Much in the same way that Meyer-Schonberger (2011) argued that the default setting of memory in the digital age is no longer forgetting, we seem to have reached a point where the default setting of written communication is no longer dyadic, or even (n)adic where multiple recipients are intended. Instead, and assuming that email has functionally replaced the written letter at the level of formal interpersonal communication, we must assume that written communication is (n+x)adic where n = (author + number of intended recipients) and x = an unknown number of electronic eavesdroppers.
Flusser argues that personal written communications are one of the few forms of writing that are intended to convey a personal understanding of the author, not of the written artifact the author produces. I am myself when I write to my friends, and in reading my letters and emails, my friends reconstruct my self-representation as they know me. Personal affiliation amends what Foucault called the ‘author function’ (Foucault, 1969) in such a way that the author behind the ‘I’ becomes perceivable. When we increase the number of implied readers to whom a letter’s author is not personally known (represented as x), we’re reducing the identify of the author, stealing bit by bit the interpersonal, communicative functionality of a letter. I, the author known personally to you, the reader, become less myself through the interpretive forces of the unknown quantity (x).
Personal communications were once one of the only written refuges of identity, where ‘I’ referred to the author in his/her direct relation to an intended recipient. In an age where surveillance is the default setting, ‘I’ becomes even hollower on the page than Barthes, Foucault, and all the rest claimed. Moreover, its hollowness is not benign and static, but ambivalent and ephemeral, filled up by correlations to myriad points of myriad types of data at the touch of an (xkeystroke) button, rendering the author nothing more than a predictable set of patterns defined by second-hand empiricism.

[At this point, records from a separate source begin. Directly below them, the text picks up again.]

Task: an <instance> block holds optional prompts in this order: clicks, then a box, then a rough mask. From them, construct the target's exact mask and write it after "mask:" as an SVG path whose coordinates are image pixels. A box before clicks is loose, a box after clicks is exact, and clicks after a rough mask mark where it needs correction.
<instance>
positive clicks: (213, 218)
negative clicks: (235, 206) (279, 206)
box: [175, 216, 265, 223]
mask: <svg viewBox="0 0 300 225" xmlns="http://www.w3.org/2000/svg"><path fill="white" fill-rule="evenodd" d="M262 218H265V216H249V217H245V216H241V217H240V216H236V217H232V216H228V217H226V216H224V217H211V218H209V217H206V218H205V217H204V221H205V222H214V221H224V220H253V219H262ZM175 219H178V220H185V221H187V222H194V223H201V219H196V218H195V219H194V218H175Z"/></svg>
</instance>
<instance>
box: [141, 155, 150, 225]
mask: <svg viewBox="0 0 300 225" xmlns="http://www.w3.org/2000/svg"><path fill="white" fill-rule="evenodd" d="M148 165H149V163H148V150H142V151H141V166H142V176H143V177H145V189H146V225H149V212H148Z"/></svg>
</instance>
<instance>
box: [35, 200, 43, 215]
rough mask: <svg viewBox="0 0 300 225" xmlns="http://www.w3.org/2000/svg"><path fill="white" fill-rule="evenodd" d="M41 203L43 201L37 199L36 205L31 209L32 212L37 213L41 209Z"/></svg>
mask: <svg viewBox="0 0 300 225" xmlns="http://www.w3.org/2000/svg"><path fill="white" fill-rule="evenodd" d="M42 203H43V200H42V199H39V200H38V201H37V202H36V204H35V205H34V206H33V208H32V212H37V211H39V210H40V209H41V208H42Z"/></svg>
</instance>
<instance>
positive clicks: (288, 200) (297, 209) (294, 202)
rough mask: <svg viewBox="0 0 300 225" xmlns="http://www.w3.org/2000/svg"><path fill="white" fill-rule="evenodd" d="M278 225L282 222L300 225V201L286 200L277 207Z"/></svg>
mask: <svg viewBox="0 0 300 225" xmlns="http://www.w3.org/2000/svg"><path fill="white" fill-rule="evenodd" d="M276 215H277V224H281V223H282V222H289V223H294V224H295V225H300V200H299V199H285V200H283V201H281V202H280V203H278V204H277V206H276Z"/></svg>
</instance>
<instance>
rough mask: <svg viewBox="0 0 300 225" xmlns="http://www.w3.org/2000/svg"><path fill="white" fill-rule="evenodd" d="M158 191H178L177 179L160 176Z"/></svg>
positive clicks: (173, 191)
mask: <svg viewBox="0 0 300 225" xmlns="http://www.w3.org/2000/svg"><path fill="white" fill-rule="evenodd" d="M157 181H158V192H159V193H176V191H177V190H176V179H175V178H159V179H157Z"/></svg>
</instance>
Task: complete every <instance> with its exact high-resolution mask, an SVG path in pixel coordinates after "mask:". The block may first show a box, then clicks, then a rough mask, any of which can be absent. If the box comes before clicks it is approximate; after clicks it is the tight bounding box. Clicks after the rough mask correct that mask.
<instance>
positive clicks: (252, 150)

In a communication intercepted by (x), my ‘I’ becomes further estranged from me, as if its existence on an inanimate screen weren’t enough, and replaced by the construction of an ‘author’ unknown to (x). Thus, through surveillance, it is as though the author of an interpersonal communication is reduced to something less than a person, something artificial, constructed, and somehow hollower. As a side effect of surveillance, the author of a letter or email becomes as fictive and a priori as the author-function found in a novel.